Is there a better Regex for parsing DTD

902 Views Asked by At

I've got the DTD for OFX 1.03 (their latest version despite having developed and released 1.60, but I digress...)

I would like to use regex to have groups that split an entity, element, other tags into its parts for further processing such that I would take a tag like this:

<!ENTITY % ACCTTOMACRO "(BANKACCTTO | CCACCTTO | INVACCTTO)">

And create an object like this

new EntityTag { string Name = "%ACCTTOMACRO"; string[] ChildTypes = new string[] {"BANKACCTTO", "CCACCTTO", "INVACCTTO"}};

I've got a regular expression that looks like this:

Regex re = new Regex(@"<!(\b)+([\s\S])?[^>]+>");  

Admittedly, I'm new to regex, so I've done good so far getting this which gives me a match collection over the DTD for each tag without comments.

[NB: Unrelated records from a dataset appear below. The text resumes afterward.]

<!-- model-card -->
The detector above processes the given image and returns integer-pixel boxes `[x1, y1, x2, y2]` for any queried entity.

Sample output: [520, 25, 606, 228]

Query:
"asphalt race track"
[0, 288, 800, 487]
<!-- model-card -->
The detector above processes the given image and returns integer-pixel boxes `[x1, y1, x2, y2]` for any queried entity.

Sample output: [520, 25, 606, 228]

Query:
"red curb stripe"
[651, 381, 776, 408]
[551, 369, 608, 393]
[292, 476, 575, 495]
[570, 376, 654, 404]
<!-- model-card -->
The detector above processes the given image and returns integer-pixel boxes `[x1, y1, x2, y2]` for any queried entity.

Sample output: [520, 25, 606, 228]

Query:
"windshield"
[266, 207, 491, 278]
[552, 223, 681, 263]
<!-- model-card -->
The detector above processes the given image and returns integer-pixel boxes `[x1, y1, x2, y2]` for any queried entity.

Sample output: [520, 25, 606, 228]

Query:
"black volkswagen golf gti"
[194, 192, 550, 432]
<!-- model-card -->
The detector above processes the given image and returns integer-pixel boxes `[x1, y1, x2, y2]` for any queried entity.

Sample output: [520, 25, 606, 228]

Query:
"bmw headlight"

I would like to leverage grouping to facilitate creation of the previously mentioned object.

If I'm on the totally wrong path, please instruct me, however if you do download this document, I think you may find its not standard. (Visual studio throws up some red flags with the way this document is formatted)

I don't expect anyone to go to the trouble, but for the curious here is the link to download the specs.

1

There are 1 best solutions below

3
On BEST ANSWER

It looks like they've got schema available as well. Why not download the schema instead and parse that with an XML parser (for instance, LINQ-to-XML)?